Sarah R. Young & Sean G. Massey

It is important to acknowledge that for some LGBTQ people, the LGBTQ movement’s recent emphasis on assimilationist approaches to social change, approaches that push for access to heteronormative institutions like marriage, are misguided and actually privilege heterosexuality over queer lives. Some highlight the diverse and creative ways that LGBTQ people create families, emphasizing the importance of families being chosen and raising concerns about laws and legally sanctioned institutions that often place limitations on what counts as “family’.
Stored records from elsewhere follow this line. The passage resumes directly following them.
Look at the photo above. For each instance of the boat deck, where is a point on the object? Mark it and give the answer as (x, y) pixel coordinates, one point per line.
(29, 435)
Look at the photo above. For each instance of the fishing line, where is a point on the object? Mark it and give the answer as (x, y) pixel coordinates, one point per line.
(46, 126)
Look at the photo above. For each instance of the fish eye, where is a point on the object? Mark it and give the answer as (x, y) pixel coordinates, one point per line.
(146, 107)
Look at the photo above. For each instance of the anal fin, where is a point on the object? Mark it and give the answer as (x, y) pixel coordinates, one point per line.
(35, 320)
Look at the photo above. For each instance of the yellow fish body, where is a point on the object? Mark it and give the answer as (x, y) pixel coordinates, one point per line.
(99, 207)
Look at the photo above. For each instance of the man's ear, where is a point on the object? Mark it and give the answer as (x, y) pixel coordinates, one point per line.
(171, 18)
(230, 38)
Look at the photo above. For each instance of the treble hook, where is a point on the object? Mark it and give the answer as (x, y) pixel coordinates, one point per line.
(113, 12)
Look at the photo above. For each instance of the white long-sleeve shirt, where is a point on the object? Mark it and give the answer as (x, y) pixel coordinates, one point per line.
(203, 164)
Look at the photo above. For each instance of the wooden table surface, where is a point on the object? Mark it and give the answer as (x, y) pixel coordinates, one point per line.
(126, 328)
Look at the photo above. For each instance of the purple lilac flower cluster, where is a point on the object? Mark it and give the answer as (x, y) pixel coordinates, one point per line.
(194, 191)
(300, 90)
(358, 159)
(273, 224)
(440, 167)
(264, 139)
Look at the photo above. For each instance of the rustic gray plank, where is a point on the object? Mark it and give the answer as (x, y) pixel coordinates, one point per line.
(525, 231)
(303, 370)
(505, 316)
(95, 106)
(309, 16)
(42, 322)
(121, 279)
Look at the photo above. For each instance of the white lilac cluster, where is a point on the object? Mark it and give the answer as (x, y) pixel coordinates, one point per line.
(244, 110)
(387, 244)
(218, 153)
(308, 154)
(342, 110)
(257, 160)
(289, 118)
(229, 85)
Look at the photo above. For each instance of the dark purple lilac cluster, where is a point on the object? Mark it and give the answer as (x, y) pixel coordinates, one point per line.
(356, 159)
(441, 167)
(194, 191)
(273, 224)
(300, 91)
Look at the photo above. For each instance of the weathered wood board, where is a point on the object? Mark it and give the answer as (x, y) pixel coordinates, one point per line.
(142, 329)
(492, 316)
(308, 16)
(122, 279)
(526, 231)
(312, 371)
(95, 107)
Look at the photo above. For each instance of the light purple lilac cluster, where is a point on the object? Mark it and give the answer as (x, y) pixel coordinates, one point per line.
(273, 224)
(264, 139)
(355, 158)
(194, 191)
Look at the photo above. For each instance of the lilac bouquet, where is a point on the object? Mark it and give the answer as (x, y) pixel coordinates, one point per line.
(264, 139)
Some LGBTQ people are concerned that vital and limited resources in the fight for things like a national non-discrimination law have been reallocated to the fight for marriage equality; meaning, ironically, that a lesbian living in a state like Texas can now marry her wife on Sunday and be fired for being a lesbian on Monday. Others challenge the argument that marriage provides a way to gain access to important resources and benefits (e.g., health insurance, inheritance and property rights, visitation rights in hospitals and jails, adoption rights, etc.), instead asking why these benefits must be tied to marriage in the first place. Scholars like Edelman (2004) suggest that queer communities should reject all notions of family building altogether. They point out that instead of making these benefits available to all, marriage equality has simply created a new set of boundaries, and a new class of people for whom they are denied.